[from Gilbert Murray's Charles Eliot Norton Lectures, published as The Classical Tradition in Poetry in 1927]
It is difficult in any circumstances to predict what one literature can learn from another. And the classical literatures, it might plausibly be argued, have long since taught English quite as much as can be considered desirable, and in some matters a great deal more. Still, as Shelley says, poetry is infinite. And a man must, I think, be in a state of "savage torpor" who imagines that he has no more to learn from Homer or Vergil. . . .

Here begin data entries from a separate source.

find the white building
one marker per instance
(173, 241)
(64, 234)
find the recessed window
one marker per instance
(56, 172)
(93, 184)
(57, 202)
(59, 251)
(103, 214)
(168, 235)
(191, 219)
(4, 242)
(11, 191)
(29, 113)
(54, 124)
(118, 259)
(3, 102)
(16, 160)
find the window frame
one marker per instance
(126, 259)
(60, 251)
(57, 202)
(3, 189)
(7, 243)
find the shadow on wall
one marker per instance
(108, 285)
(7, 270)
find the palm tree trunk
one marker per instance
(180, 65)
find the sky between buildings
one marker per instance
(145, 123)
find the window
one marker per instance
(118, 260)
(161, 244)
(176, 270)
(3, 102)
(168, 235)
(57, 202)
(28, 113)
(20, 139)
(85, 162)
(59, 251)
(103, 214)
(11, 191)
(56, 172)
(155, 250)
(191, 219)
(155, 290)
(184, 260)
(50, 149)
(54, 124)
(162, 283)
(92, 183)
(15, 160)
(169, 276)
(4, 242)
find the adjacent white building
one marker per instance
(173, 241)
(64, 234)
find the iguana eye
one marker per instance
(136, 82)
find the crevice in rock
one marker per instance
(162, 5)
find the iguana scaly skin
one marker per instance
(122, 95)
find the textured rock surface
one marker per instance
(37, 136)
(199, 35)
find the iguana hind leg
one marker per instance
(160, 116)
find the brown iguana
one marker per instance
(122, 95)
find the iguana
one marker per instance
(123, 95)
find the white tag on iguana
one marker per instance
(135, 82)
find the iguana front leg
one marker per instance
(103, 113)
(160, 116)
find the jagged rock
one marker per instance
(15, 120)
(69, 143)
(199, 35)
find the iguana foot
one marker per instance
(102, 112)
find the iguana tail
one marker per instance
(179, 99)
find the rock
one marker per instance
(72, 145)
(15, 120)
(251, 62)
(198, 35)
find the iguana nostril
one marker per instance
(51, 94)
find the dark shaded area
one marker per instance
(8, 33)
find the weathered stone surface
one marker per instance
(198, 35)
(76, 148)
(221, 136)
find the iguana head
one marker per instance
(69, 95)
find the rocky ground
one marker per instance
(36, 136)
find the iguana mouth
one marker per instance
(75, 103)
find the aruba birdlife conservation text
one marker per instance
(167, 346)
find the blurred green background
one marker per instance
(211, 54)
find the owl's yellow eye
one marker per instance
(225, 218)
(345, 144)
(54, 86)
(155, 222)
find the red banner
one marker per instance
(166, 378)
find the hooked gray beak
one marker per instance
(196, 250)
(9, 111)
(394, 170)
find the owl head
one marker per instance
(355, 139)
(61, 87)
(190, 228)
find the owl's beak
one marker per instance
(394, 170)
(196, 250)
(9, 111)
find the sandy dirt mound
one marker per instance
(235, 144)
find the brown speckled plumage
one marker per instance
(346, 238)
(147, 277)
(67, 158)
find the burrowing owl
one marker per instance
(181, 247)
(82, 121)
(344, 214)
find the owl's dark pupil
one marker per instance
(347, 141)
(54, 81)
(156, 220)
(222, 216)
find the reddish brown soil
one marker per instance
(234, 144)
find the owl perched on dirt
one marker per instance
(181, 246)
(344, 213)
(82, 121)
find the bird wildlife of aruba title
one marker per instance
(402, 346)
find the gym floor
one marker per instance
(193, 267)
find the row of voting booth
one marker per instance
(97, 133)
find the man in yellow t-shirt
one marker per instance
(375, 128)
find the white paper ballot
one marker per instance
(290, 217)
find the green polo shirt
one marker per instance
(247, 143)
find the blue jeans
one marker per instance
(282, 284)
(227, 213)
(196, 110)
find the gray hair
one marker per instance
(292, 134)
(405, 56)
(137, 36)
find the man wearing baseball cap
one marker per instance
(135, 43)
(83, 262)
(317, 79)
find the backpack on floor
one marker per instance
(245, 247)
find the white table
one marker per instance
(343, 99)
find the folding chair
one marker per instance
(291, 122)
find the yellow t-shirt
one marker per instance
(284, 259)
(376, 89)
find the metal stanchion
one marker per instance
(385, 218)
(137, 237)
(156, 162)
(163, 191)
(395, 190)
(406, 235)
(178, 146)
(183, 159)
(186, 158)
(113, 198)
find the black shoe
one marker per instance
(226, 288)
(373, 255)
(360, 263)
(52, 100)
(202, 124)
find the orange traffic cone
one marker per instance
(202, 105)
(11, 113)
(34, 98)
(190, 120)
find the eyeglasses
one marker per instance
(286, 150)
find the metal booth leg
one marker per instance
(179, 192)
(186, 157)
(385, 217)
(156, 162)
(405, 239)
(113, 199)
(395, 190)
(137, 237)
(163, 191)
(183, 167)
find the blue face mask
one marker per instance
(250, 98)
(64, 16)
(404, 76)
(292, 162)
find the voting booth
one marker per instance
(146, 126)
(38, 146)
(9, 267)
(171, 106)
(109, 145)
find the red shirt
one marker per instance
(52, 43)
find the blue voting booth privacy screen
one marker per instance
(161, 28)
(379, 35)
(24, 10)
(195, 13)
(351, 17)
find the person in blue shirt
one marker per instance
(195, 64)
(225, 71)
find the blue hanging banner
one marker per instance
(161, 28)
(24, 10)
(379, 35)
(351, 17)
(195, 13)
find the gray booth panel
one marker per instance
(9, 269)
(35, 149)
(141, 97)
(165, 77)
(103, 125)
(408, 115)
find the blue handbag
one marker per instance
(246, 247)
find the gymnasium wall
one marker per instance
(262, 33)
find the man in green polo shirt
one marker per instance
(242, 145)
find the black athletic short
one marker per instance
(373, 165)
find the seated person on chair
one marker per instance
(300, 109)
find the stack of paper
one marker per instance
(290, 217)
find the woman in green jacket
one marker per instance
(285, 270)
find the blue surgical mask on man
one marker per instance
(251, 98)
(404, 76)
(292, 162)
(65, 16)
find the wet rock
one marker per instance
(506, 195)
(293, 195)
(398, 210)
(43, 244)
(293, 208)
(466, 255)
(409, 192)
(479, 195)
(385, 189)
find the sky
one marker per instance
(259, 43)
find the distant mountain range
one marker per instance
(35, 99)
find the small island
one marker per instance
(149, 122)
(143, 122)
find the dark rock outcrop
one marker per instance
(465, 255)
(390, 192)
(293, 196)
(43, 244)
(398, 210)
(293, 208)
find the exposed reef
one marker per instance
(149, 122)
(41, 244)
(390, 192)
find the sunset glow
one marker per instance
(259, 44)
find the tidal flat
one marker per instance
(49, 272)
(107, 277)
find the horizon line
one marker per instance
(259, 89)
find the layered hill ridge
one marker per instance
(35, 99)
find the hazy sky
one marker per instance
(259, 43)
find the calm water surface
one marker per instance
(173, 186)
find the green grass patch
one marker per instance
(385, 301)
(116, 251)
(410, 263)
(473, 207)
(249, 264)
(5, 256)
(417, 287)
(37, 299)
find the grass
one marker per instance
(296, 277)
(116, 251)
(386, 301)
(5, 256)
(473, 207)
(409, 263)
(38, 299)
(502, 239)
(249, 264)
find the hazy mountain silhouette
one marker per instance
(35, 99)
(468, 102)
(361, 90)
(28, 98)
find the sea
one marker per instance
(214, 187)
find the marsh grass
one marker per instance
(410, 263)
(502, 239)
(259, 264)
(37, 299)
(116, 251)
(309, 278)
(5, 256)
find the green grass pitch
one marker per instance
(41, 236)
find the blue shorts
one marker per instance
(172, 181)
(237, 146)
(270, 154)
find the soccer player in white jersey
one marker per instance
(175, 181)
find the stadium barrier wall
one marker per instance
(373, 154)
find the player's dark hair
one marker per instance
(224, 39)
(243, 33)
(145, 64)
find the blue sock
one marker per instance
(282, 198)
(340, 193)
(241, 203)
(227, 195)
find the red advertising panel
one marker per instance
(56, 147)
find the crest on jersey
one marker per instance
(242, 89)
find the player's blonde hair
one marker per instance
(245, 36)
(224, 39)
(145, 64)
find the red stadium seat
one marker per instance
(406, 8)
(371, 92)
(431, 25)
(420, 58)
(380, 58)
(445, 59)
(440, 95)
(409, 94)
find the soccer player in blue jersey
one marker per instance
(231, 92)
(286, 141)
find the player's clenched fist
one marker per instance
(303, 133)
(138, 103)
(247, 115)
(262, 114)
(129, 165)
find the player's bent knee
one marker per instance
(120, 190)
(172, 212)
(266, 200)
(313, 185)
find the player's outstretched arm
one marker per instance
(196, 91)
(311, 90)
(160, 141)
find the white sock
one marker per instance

Of course, there is a strong spirit abroad which tries to throw off rules and exactitude. It is proud of trusting not to measured feet, but merely to its ear, which is perfectly sound doctrine if the ear is correct, but not otherwise. Unfortunately it hates a correct ear almost as much as a measured foot. Such a school, whether it makes merely for rough versification or definitely for vers libre, has its place and its justification in the progress of poetry; but the classical tradition will probably continue to look for advance by writing better and more carefully, not more carelessly and impatiently. No one can be sure that a method is wrong until it has been well tried; but it is difficult to expect good permanent results from one which is based predominantly on contempt for the practice of good poets, on self-assertion rather than worship, and on ennui rather than delight. Otherwise no one can prophesy or point the way. A poet must love the Tradition; otherwise he will not love poetry. He must love language and be tender and reverent with it, as well as bold; or he will never have master of its secrets. He must care enough for his work not to notice how much time and trouble he spends on it. He must, as Plutarch warns us, not be like those false lovers of Penelope who, when the found the Queen obdurate, contented themselves with the handmaids. It is along some such lines as these, and not by violent divergence from them, that I should expect to see the modern world find its way to some new Dante or Milton or Goethe, a poietes-aoidos who will bring back into our poetry the forgotten music of the lyre and the old sweep of the sea-bird.
oh, he knows me well...my savage torpor...I may have to steal that one.